Okay, probably not the very worst. But definitely the worst one I've yet found.
It's in the big park just west of the center of Oltenita. Oltenita is a small city on the Danube; we went there this weekend, for no particular reason. It's pronounced ol ten EETS ah -- I don't know how to make the special Romanian "ts" character here.
Oltenita is one of those places that, when you tell Romanians that you're going there, they look at you and say, "Uhhh... why?"
And there's not much there, it's true. It's a town of about 50,000 people. It's on the Danube, but there's no waterfront or anything like that. There are no major tourist attractions except for an archeological museum. Googling "Oltenita tourism" gives you... not much.
But, what the hell. We felt like a day trip, and it's less than two hours from our house.
-- The bathroom, yes. Driving into town from the west -- the road that goes to Giurgiu -- we passed a large park, maybe half a kilometer from the center of the city. We needed to run the kids around, so we stopped.
The park was actually quite nice. Lots of little paths among trees and neatly mowed grass. A small and rather touching war memorial. Little kids chalking hopscotch designs on the asphalt, older kids on roller blades. The whole thing overlooked by a lovely old water tower -- in prewar Romania they put roofs on those, so that they could double as fire-watching stations. And in the back, a very nice playground with swings and see-saws and slides, full of kids playing and yelling and running around.
All good; we stopped, turned the kids loose. Alan began going up and down the slides, David was appropriated by a group of girls who put him on the seesaw. But then I realized that I had been drinking a lot of water while driving -- our car has no aircon, so I open the window, which makes it thirsty work. So I went to look for the toilet.
...Nobody likes a complainer. And I am not squeamish. I've used toilets in the Philippines, in rural Indonesia, in South Serbia. I'm okay with (for instance) Turkish "squat" toilets; I don't love them, but I'll use them. I'm okay with rural outhouses. I'll use the "chemical" toilets in public parks.

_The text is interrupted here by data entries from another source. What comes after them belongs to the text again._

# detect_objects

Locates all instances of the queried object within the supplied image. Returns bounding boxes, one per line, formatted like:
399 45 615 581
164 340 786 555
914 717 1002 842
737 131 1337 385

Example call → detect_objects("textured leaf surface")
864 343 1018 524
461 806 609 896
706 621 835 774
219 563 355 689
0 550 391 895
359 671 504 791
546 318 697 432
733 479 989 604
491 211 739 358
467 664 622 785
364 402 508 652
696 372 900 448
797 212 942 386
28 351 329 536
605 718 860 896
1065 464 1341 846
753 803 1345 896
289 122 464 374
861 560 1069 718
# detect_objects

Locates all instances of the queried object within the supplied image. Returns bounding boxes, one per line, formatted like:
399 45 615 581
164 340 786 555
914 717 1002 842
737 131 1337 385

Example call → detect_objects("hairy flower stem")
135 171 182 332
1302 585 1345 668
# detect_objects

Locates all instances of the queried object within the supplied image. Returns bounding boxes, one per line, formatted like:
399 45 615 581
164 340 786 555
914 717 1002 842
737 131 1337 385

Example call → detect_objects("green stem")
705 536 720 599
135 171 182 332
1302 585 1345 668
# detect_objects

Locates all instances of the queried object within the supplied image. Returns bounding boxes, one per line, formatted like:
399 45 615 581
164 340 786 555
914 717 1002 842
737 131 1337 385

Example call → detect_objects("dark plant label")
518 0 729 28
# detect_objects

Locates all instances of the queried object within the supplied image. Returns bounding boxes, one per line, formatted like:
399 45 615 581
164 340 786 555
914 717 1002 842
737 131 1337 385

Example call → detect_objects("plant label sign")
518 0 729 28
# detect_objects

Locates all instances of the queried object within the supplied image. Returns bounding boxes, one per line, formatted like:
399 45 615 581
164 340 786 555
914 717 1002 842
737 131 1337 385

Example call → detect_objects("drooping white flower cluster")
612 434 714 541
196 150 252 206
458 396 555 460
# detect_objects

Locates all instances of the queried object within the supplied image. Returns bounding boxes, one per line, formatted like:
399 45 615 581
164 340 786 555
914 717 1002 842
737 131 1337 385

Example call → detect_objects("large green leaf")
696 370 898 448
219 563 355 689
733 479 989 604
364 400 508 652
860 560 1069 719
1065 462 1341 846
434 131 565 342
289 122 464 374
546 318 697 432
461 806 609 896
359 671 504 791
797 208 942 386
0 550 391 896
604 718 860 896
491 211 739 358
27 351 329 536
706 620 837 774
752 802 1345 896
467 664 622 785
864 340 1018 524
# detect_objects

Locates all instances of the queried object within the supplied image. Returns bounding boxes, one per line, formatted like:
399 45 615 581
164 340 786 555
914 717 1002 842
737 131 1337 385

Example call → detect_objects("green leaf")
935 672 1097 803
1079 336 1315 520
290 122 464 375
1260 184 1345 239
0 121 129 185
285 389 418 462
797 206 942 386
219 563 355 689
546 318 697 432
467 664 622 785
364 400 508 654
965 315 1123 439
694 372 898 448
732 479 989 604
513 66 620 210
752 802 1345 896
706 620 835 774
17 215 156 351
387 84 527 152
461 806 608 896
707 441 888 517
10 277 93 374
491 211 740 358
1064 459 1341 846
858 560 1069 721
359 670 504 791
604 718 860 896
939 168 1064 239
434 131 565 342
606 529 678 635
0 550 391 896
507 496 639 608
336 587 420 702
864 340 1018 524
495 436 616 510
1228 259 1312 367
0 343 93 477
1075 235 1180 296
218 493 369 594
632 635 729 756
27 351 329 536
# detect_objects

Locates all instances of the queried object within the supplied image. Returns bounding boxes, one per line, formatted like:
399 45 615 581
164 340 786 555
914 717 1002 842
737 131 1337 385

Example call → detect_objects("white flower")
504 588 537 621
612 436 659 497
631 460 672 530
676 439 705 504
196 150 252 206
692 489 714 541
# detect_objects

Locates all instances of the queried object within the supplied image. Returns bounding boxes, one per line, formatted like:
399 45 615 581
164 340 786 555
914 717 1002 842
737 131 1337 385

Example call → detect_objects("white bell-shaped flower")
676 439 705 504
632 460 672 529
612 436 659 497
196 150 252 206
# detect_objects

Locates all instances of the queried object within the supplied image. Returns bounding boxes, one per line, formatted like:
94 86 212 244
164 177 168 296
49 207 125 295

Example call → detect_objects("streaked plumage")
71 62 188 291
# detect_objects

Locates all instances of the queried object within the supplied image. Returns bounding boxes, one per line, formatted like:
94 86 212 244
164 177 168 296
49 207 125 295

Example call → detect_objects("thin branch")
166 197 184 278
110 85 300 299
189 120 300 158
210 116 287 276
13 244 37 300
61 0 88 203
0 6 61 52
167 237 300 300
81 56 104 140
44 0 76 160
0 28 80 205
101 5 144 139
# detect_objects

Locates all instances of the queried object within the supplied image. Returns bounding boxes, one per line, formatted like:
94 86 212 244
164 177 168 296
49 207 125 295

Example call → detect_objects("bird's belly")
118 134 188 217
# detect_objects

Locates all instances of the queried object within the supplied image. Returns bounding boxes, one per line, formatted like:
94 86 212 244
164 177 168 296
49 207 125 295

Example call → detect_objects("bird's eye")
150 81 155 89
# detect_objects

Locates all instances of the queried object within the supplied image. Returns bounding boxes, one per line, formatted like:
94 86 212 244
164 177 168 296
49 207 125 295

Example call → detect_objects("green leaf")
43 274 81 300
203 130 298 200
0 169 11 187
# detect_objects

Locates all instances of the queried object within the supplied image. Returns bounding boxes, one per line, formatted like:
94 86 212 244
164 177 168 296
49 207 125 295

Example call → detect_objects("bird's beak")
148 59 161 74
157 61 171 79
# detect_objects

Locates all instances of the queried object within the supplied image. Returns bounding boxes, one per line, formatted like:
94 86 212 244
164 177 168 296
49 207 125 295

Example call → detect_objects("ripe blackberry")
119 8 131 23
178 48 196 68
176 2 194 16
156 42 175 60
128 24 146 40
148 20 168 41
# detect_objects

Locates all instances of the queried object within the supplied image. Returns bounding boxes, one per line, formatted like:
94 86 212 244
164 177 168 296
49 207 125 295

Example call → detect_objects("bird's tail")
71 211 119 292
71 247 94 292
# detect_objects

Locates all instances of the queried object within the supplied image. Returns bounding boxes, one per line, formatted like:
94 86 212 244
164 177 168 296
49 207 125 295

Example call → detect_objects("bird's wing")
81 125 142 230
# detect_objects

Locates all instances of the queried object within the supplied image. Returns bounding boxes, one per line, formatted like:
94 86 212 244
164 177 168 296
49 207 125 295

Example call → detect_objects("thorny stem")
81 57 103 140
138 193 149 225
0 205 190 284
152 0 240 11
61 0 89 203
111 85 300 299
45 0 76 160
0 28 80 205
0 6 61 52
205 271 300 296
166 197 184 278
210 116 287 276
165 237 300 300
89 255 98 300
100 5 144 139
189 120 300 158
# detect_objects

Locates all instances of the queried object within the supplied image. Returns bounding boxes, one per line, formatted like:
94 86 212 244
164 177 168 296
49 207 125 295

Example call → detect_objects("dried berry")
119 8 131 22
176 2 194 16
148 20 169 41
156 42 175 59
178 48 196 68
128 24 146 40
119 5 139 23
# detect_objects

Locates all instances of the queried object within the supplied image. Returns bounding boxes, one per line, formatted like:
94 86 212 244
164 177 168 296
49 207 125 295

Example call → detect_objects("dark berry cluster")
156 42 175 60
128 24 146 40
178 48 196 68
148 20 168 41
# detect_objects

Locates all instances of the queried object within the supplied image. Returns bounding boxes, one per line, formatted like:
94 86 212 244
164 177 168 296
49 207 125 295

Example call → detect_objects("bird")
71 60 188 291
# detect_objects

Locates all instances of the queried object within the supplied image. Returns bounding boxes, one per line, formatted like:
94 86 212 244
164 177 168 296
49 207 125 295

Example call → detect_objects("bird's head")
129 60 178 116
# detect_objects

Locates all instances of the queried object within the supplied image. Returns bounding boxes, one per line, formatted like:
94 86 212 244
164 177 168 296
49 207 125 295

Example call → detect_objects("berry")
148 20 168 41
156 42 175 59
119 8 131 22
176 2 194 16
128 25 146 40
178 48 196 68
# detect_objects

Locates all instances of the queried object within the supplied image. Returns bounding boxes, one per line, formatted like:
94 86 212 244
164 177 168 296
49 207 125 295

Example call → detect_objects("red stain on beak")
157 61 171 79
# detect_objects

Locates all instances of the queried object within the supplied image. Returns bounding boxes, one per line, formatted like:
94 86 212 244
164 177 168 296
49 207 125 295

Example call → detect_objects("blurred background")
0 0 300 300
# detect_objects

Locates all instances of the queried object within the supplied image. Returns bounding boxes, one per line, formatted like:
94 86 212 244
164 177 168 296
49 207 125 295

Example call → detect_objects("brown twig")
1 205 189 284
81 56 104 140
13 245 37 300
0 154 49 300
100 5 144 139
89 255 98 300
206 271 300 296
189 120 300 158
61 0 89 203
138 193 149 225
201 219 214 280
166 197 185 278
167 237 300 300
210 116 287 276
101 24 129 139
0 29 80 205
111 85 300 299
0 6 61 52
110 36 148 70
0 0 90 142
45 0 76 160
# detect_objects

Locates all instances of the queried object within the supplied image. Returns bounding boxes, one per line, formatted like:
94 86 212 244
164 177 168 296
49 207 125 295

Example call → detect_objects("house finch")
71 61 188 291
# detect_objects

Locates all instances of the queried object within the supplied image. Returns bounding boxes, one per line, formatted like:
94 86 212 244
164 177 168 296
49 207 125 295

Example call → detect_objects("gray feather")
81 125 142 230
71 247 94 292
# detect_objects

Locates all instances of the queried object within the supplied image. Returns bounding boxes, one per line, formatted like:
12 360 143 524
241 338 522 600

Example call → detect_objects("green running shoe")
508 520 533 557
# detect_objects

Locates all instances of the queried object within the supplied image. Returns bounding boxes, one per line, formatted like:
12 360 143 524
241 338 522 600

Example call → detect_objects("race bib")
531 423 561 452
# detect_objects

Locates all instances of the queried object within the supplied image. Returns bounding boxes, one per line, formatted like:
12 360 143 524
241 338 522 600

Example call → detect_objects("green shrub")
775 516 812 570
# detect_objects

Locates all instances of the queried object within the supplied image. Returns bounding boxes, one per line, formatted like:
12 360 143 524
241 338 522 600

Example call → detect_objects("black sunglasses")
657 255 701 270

But this place was... well, it was a concrete bunker, just a few yards away from the playground. The concrete was crumbling and the whole place looked ready to collapse.
There were two open entrances. No doors. Inside, no light, no running water, no windows. Just a trough to one side, and a squat-hole in a little doorless closet at the back.
And flies. Hundreds, maybe thousands, of fat black flies. They rose up in a buzzing cloud as soon as I entered. A moment later they started landing on me, tickling my skin with their hairy legs.
The smell... well, never mind. What really startled me was that it was obvious this toilet had been used. Recently. A lot.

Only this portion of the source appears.